The tech area, where Homer had been taken, was all the way in the back of the building, and the waiting area was in the front. Separating them was a long corridor with exam rooms branching off from it. We were probably a good hundred feet away from Homer, with two closed doors (one at either end of the corridor) between us. Nevertheless, within a few minutes I heard what was going on.
Everybody heard what was going on.
Over the years, I’ve probably heard the full range of sounds that the average housecat is capable of making—the meows, burbles, and coos; the purring and deep-throated whines; the shrill, unforgettable screams of a cat who’s enraged or terrified. Homer himself had always had an especially rich vocal repertoire, with a series of highly distinct mews, yips, and growls meant to indicate things like, I can’t find you; I’m hungry; I’m coming over to be petted now; and This is irritating me.
What I heard now wasn’t any of those. It hardly even sounded like noises a cat should be capable of making—and, at first, I didn’t think it was a cat. I didn’t even think that the sound came from any natural source. For a second, I thought that maybe a nearby construction worker had started up a chainsaw. But, after the briefest of pauses for breath, it became clear that these were animal noises—the sound of some enraged wild beast fending off hunters or defending its territory. The vicious, furious snarls rose in volume to fill the entire waiting room, so deep now, so sustained, so impossibly loud, that they could only be described as roars.
It was lunchtime, the busiest time of day at the animal clinic, and the waiting room was packed. There were huge dogs and tiny ones at the ends of leashes, cats and rabbits in carriers, two cages containing a parrot and a parakeet. Every animal was accompanied by a human, and it was something of a miracle that Laurence had managed to score us two seats at all.

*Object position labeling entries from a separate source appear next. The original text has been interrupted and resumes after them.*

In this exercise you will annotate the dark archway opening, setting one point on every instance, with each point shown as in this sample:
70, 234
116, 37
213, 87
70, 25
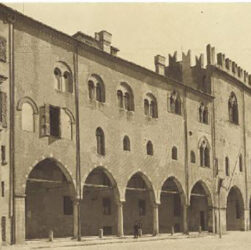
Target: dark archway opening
171, 207
138, 207
235, 210
200, 212
49, 201
99, 204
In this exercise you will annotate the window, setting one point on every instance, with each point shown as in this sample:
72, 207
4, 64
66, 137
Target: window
203, 114
176, 205
204, 154
149, 148
150, 106
3, 154
175, 103
96, 89
68, 205
227, 166
27, 118
174, 153
106, 206
240, 163
142, 207
100, 141
233, 109
192, 157
126, 144
54, 121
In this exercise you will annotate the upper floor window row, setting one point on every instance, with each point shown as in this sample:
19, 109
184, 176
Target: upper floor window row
63, 77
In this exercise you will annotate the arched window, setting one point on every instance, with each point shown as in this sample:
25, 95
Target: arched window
227, 166
100, 141
27, 117
192, 157
126, 144
58, 76
233, 109
203, 114
68, 84
150, 106
120, 98
174, 153
66, 125
91, 90
240, 163
204, 154
149, 148
175, 103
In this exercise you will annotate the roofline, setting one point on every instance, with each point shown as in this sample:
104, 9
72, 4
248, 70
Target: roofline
102, 53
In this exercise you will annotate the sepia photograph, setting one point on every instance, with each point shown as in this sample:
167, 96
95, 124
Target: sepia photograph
125, 125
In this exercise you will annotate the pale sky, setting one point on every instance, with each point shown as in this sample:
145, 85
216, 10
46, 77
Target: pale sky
143, 30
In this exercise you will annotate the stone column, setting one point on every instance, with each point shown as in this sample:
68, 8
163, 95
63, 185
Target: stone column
185, 219
76, 220
155, 219
120, 221
19, 219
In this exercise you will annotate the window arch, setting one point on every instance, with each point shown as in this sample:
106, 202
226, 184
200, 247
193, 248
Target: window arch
27, 117
175, 103
192, 157
149, 148
63, 77
203, 113
204, 154
126, 144
227, 166
96, 88
150, 106
125, 97
174, 153
100, 141
233, 109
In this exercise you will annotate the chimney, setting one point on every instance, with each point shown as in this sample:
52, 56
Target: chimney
105, 39
160, 62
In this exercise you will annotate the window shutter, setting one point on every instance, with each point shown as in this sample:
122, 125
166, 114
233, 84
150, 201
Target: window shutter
3, 109
45, 120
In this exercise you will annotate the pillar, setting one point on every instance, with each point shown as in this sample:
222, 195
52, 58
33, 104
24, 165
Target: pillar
19, 228
185, 219
120, 221
155, 219
76, 220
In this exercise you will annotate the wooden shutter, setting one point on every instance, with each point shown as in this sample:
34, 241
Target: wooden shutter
3, 109
45, 120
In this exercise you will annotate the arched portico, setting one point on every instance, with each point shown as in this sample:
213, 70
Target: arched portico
139, 205
99, 204
200, 215
235, 209
49, 201
172, 201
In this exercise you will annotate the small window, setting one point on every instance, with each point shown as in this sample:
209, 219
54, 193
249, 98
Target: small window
192, 157
240, 163
106, 206
142, 207
126, 144
100, 141
3, 154
174, 153
2, 188
227, 166
68, 205
149, 148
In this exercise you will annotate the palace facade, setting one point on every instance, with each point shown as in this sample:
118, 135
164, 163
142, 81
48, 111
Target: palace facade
91, 141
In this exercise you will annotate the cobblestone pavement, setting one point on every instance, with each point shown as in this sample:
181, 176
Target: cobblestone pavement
230, 241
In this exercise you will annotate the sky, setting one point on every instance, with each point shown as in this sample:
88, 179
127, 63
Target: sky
143, 30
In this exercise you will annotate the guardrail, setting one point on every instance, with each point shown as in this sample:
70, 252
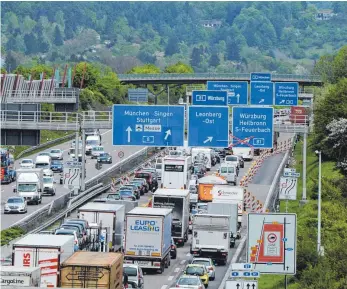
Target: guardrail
215, 76
102, 181
46, 144
269, 203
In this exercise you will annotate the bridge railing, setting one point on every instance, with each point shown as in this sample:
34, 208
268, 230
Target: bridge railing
216, 76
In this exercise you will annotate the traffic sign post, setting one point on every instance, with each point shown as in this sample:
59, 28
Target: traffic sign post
241, 284
288, 188
237, 90
254, 124
209, 97
260, 76
272, 243
286, 93
262, 93
208, 126
156, 126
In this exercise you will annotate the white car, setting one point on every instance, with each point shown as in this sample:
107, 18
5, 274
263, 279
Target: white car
209, 265
97, 151
48, 173
27, 164
56, 154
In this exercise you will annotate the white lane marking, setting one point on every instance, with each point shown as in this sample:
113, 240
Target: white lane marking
106, 132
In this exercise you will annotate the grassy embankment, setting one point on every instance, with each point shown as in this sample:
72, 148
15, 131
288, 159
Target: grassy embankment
333, 221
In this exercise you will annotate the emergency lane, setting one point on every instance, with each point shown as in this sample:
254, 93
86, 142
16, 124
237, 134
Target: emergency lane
91, 171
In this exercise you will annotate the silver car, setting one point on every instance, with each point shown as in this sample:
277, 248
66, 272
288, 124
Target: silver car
56, 154
135, 274
15, 205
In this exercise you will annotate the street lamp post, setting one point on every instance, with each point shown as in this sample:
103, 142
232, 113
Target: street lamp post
319, 153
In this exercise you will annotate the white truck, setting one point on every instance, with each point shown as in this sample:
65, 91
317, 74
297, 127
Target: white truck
12, 276
247, 153
148, 238
110, 217
228, 210
45, 251
231, 195
179, 201
202, 155
29, 185
176, 171
211, 237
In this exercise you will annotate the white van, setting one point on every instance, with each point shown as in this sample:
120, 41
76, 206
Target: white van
202, 155
228, 171
246, 153
92, 141
43, 162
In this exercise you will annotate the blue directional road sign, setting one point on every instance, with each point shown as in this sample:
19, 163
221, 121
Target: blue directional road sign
260, 76
237, 90
254, 126
210, 97
158, 126
208, 126
262, 93
286, 93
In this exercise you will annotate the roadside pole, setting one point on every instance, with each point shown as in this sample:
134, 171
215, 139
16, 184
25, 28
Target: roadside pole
304, 155
83, 184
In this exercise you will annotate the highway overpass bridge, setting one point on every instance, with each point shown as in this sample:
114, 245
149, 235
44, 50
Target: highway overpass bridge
176, 78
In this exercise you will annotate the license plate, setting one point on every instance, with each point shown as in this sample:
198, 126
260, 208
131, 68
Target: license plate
142, 263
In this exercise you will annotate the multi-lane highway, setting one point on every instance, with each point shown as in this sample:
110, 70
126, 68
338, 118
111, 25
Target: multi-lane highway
7, 190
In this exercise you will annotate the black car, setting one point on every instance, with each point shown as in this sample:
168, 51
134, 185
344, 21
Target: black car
173, 250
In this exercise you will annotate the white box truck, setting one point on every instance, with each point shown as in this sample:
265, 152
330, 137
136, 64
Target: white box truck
148, 238
179, 202
176, 171
229, 194
44, 251
211, 237
29, 185
202, 155
109, 217
228, 210
12, 276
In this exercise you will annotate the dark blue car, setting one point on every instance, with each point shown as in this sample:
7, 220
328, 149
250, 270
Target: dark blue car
57, 166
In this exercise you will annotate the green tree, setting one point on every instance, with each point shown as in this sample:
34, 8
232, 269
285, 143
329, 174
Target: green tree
58, 37
172, 46
179, 67
91, 75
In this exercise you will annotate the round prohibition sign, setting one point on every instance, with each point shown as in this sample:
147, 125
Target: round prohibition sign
272, 238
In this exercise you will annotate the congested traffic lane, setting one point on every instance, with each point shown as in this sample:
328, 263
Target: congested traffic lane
91, 171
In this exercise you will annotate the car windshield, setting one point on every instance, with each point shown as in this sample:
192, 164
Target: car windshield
188, 281
195, 270
131, 271
92, 142
202, 262
14, 200
113, 196
231, 159
125, 192
26, 188
98, 149
47, 180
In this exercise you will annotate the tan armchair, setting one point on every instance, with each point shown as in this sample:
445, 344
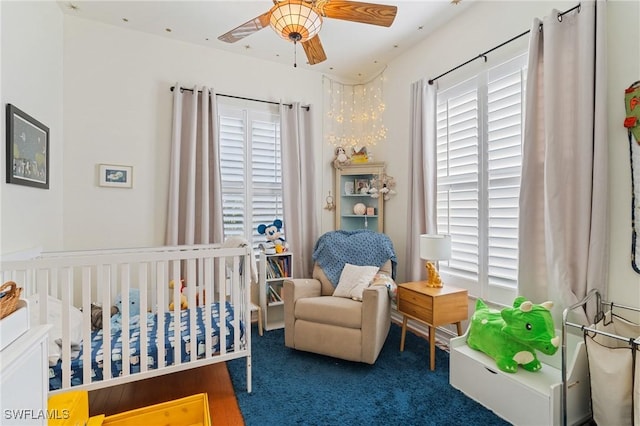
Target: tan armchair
315, 321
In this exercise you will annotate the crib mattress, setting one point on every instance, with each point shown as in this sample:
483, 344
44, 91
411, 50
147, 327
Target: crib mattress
97, 350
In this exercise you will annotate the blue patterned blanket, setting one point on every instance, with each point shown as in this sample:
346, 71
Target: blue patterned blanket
360, 247
167, 347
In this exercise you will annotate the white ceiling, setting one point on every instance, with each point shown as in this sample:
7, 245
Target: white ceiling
354, 51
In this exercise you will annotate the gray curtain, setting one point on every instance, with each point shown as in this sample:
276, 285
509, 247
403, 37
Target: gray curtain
195, 196
563, 239
299, 185
421, 214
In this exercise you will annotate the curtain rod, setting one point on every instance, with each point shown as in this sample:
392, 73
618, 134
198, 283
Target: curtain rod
484, 54
243, 98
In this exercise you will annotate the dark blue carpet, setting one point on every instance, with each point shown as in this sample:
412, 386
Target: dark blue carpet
299, 388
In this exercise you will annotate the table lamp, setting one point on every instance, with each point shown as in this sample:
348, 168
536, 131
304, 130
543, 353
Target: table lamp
433, 248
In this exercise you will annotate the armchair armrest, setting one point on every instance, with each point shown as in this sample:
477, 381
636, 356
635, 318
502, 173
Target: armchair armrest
292, 290
376, 321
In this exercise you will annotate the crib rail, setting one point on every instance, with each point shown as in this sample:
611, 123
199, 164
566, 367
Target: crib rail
214, 278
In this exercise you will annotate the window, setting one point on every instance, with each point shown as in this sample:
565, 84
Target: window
479, 156
250, 158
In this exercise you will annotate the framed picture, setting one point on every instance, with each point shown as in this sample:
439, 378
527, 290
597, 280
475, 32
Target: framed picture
116, 176
361, 186
27, 149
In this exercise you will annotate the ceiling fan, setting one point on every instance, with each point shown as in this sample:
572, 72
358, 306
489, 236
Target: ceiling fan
300, 21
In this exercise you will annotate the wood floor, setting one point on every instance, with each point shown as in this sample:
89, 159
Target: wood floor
212, 379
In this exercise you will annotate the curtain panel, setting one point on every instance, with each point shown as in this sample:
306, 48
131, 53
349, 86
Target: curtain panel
195, 196
299, 186
563, 239
421, 214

As the roars from the back of the hospital continued and grew in both volume and anger, the comfortable hum of conversation and scuffling animals in the waiting room fell silent. Reina, from her station behind the receptionist’s desk, put the call she was taking on hold and turned to stare in open-mouthed wonder at the door leading to the back. For a breathless moment, the entire animal hospital was dead silent except for the enraged clamor rising from the back. Then a hushed murmuring rose in the waiting room, as if everybody was instinctively wary of elevating their voices above a whisper. What the…? What’s going on back there? What is that? One woman, in an undertone, said something that ended with…a panther? The man she was with muttered darkly about the kind of idiot who thought it was okay to keep exotic pets in a New York apartment.
Two large dogs had begun to whimper and cringed behind the legs of their owners, while a smaller dog issued a low rumble, the hackles raised on the back of his neck. From the dark recesses of carriers, I heard hisses and growls. The parakeet twittered and fluttered frantically around his cage. I thought of my younger sister, who’d always shrieked so loudly and continuously when receiving childhood shots that every other kid in the pediatrician’s waiting room would break into terrified sobs.